Mike Lang has resigned as CEO of Miramax effective immediately, according to the film company. Lang, a former News Corp. (NSDQ: NWS) exec instrumental in forming Hulu, joined Miramax in late 2010 after Disney (NYSE: DIS) sold the 700-title movie library to Santa Monica investor Colony Capital for $663 million.
Lang’s remit was to make that investment pay off by realizing the value of the library built by the Weinstein brothers — Shakespeare in Love, Chicago, Good Will Hunting, No Country for Old Men, Kill Bill, Spy Kids and more — and largely ignored by Disney when that relationship soured. Lang told paidContent last year that Disney managed about $1 million in digital revenue, mostly through electronic sell thru, and he saw the digital rights as fertile ground.

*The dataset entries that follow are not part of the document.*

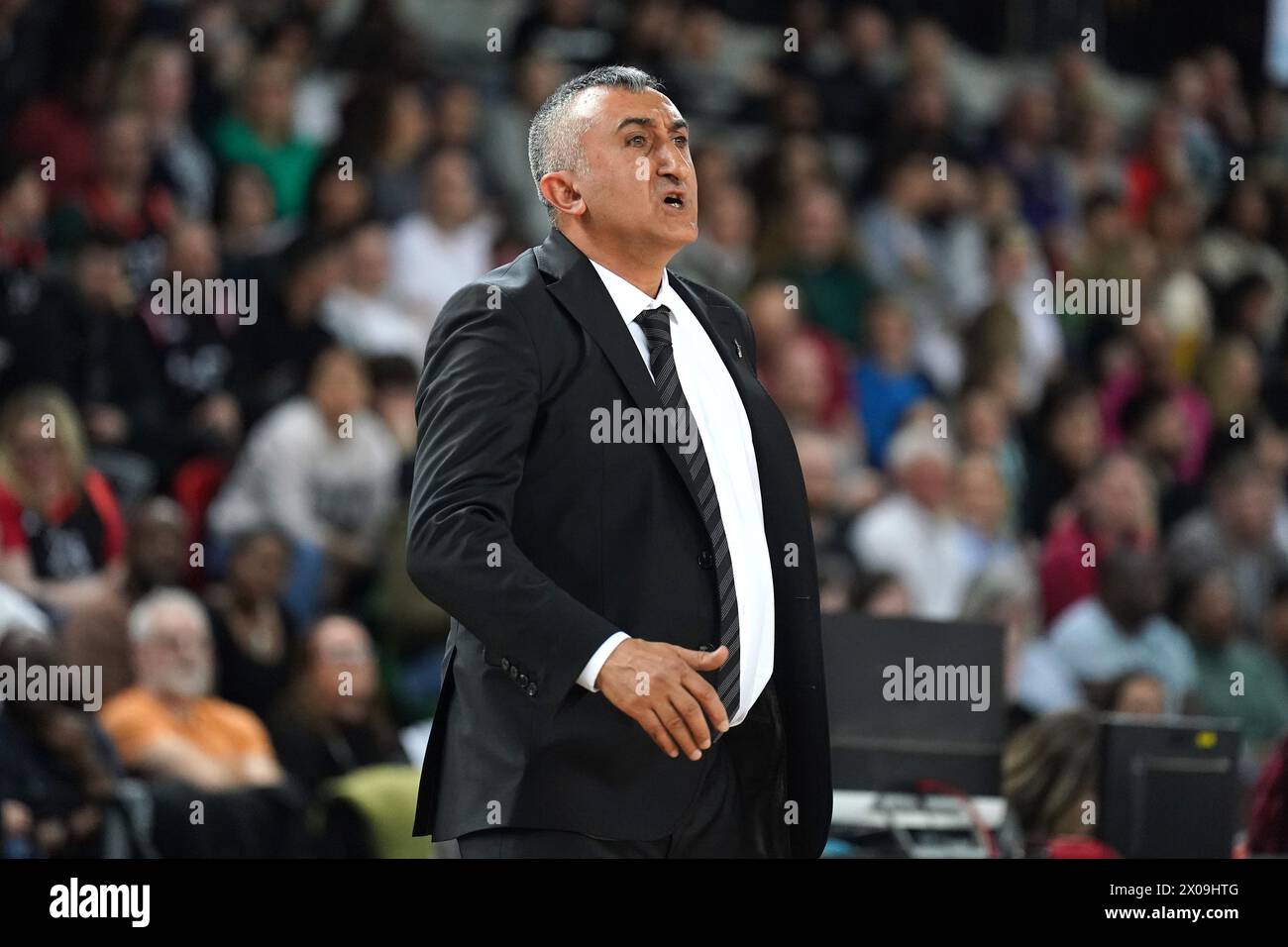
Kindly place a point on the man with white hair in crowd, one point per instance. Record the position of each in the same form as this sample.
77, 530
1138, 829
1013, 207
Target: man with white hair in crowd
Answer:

He was aggressive about maximizing the potential of streaming, VOD, international rights and more — and he managed some noteworthy deals, among them:
» A multi-year agreement with Netflix (NSDQ: NFLX) that could be worth $100 million if all the options play out.
» Opting out of a potentially more lucrative exclusive deal in order to spread digital rights.
» A separate agreement for Netflix UK and Latin America.
» Deals with Starz and Hulu.
» Home entertainment distribution through Lionsgate (NYSE: LGF) and Studiocanal.
Miramax also launched its own streaming rental program on Facebook, the Miramax eXperience, experimenting with Facebook credits as currency and iPad as a platform.
Miramax CFO Steve Schoch will be interim CEO during the search for Lang’s replacement. Lang remains as a consultant. Richard Nanula remains as chairman.
Why now? It looks like a move to operational from entrepreneurial, to delivery from the aggressive deal making needed to put the “new” company on sure footing. The Miramax name also could be valuable on a full studio, given resources and commitment.